Additionally, misinformation doesn't map cleanly to any of the three because it's frequently not adversarial; it's an inherent reliability failure of stochastic generation. When it is weaponized (poisoned sources, induced hallucination), it has an AGAINST or WITHIN character; when it's just the model being confidently wrong, it sits outside an attack taxonomy entirely.

So the goal of this taxonomy is not to replace OWASP's framework; it serves a different purpose. The two sit orthogonal to each other: OWASP's framework deals with risks; mine deals with attacks.

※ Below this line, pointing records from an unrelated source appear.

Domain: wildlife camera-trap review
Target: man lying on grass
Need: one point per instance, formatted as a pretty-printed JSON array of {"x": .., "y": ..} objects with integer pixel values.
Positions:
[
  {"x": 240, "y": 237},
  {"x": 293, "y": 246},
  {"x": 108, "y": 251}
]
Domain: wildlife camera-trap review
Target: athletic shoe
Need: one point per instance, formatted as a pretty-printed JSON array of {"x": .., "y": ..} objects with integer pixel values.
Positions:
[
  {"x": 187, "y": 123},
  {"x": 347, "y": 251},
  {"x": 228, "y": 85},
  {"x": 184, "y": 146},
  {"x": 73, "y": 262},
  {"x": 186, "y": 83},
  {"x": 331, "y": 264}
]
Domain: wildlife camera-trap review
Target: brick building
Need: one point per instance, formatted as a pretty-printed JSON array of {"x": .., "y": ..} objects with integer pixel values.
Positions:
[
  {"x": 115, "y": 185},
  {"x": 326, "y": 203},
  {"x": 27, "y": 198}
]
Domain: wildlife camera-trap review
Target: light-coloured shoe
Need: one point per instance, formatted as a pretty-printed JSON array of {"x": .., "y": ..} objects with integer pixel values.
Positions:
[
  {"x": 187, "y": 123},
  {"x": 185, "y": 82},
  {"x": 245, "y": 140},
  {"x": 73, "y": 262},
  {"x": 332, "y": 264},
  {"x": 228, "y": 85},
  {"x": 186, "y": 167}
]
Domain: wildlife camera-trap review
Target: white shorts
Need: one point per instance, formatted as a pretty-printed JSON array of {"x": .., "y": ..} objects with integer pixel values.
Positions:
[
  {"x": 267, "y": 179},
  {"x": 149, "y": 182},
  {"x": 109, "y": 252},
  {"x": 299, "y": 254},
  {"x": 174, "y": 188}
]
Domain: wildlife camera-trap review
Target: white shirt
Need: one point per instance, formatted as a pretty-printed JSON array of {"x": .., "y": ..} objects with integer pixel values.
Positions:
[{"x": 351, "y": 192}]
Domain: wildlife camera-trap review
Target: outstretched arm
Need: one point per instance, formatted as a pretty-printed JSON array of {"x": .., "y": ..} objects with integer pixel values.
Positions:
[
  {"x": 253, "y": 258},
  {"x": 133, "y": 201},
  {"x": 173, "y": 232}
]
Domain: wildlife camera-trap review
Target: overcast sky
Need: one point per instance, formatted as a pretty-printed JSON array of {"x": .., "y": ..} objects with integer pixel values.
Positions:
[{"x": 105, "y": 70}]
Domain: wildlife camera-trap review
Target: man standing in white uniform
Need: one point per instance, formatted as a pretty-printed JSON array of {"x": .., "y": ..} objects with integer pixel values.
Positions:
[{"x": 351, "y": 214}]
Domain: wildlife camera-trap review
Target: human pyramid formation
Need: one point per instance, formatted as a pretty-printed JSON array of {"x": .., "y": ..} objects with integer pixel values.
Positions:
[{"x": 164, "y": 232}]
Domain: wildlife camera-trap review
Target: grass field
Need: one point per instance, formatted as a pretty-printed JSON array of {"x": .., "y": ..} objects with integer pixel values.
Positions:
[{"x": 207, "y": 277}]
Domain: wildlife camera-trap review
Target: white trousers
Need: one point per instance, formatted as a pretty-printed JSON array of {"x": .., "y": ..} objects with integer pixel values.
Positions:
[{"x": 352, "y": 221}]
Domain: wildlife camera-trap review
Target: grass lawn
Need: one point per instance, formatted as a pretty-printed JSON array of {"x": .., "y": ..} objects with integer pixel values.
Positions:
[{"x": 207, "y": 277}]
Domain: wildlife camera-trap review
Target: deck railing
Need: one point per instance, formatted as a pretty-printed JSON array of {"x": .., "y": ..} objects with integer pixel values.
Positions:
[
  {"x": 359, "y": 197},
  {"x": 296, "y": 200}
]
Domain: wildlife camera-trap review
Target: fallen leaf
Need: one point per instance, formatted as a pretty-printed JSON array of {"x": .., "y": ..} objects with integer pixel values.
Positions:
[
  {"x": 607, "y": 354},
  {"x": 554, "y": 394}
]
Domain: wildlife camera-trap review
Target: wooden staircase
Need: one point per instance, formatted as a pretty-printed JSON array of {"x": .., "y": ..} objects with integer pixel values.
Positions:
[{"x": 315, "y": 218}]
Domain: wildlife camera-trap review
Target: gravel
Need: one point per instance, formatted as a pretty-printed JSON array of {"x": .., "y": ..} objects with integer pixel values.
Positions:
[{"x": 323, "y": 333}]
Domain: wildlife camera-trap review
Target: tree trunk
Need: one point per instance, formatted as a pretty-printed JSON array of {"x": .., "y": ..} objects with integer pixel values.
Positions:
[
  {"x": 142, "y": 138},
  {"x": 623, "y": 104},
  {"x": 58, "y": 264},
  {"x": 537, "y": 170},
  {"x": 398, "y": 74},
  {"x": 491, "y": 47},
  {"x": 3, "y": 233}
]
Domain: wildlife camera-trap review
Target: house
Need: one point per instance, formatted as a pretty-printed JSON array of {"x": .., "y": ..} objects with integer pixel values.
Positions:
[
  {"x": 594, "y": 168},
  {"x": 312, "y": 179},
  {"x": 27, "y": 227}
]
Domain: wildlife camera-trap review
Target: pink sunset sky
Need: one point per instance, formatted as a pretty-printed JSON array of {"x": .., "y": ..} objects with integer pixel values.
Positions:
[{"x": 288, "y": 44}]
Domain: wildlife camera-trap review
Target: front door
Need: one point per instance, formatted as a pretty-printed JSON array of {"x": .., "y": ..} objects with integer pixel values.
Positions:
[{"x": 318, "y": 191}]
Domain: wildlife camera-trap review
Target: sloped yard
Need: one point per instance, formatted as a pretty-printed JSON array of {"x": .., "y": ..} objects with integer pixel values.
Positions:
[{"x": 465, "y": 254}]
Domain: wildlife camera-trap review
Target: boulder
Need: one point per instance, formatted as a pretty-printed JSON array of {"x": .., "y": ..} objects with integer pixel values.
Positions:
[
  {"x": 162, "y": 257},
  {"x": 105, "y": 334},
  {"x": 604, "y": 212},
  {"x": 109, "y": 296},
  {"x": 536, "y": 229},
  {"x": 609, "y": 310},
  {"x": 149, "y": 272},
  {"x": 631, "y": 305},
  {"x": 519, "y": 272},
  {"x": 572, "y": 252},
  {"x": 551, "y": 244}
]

The point of a taxonomy is not elegance for its own sake; it's that it changes how you think. Faced with the next attack technique that appears (and one will, probably before this article is a month old), you don't have to file it as another loose entry in an ever-growing list. You ask one question: is this attack against the model, using the model, or within its components? That single question places the threat, tells you which defenses are even relevant, and shows you what it's related to. A new jailbreak variant is an AGAINST problem, so input-handling and output-filtering controls apply. A poisoned dependency is a WITHIN problem that no amount of prompt-hardening will touch. A model spun up to generate phishing at scale is a USING problem that your application-security checklist won't even mention. The scheme is the first filter, not the whole answer, but a good first filter is what turns a chaotic landscape into something you can reason about.

This is also, in practice, how I approach an audit: before testing anything, I map a system's attack surface across the three relationships, so that nothing falls through the cracks, including the categories the standard frameworks under-serve.